His father was a minister with 15 children at the height of the Depression, so Hendricks swallowed his pride because the money was essential to his family's economic well-being.

Those days are long gone, of course and Hendricks is one of the most well-respected jazz performers of his time.

He has carved out a career as a jazz innovator in the art of vocalese, which involves singing the instrumental parts of songs. In the early '60s he formed the jazz vocal group, Lambert, Hendricks, and Ross, which formed the template for vocalese. He has performed with countless people, won five Grammys, produced award-winning albums by the Manhattan Transfer, and was an integral part of Wynton Marsalis' Pulitzer Prize winning work, "Blood On the Fields" (1997).

He teaches jazz history at UT and said it's his mission to persuade Americans how important jazz is to this country as a truly original art form. He noted how England is known for literature, Italy for opera and Russia for ballet and all those countries honor those traditions and celebrate them.

"I teach my class that America is the most powerful nation on the earth, but also the least cultural because it ignores its own culture," he said, noting that very few venues exist for jazz music in this country.

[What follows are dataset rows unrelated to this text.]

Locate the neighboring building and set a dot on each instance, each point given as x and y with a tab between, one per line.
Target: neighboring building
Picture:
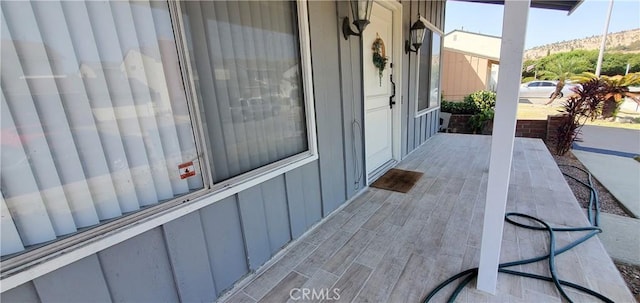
470	63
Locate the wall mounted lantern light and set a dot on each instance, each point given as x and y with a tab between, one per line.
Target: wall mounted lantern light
361	12
417	31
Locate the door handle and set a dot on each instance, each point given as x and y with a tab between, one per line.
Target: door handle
393	92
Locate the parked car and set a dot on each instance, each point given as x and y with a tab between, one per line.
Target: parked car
543	89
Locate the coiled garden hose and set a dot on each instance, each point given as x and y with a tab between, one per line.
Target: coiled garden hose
593	213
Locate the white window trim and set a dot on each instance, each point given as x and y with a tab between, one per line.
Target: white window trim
416	110
122	229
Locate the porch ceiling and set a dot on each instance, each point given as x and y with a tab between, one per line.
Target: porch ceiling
392	247
563	5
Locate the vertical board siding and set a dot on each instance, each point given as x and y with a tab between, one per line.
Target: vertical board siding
81	281
324	55
274	197
417	130
254	226
189	261
312	193
303	185
297	211
225	243
138	269
23	293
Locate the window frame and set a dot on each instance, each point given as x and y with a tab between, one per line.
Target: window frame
434	29
50	256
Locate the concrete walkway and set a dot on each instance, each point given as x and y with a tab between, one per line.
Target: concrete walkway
621	176
620	237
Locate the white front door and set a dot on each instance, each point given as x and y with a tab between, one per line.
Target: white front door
378	118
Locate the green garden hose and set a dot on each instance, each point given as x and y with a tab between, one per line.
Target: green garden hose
593	213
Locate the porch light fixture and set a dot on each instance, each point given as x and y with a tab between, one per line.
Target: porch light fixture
417	31
361	12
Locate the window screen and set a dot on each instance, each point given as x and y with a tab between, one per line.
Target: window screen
95	122
247	71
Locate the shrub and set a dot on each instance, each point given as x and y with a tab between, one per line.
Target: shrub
485	102
461	108
483	99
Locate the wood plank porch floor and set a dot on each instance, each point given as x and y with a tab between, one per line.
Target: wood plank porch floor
388	246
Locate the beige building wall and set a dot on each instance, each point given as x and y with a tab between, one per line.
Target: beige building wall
463	74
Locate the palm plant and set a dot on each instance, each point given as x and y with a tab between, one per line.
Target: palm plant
590	102
614	90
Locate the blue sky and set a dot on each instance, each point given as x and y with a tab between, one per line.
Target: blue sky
546	26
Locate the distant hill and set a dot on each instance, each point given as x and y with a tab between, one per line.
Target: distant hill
625	41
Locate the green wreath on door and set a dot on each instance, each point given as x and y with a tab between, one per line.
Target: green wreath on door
379	56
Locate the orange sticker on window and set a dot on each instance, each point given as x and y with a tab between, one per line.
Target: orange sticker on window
186	170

In New York, he lives in lower Manhattan near the former World Trade Center site and just a few blocks from where the Occupy Wall Street protestors are set up. "We go over there every day and take them food. They're nice people and we have the deepest respect for them and we help them along," he said.

He's currently working on setting words to the classic Miles Davis album "Miles Ahead" (1957), which Hendricks described as "the most beautiful thing I've ever heard, it's just too gorgeous and it's got so much beautiful music in it."

This leads into a discussion of Davis' other works, including "Porgy and Bess," a meeting he had with Ira Gershwin and the Gershwin family, all grist for the mill for someone who refuses to grow old.

UT will celebrate Hendricks' 90th birthday Monday at 7:30 p.m. at Crystal's Lounge, which is at 3536 Secor Rd. at the Ramada Hotel and Conference Center. The University of Toledo Faculty Jazz Ensemble will perform along with guest vocalists, and other musicians from his Vocalstra will sing. Hendricks, who teaches at UT, will perform. Tickets are $5.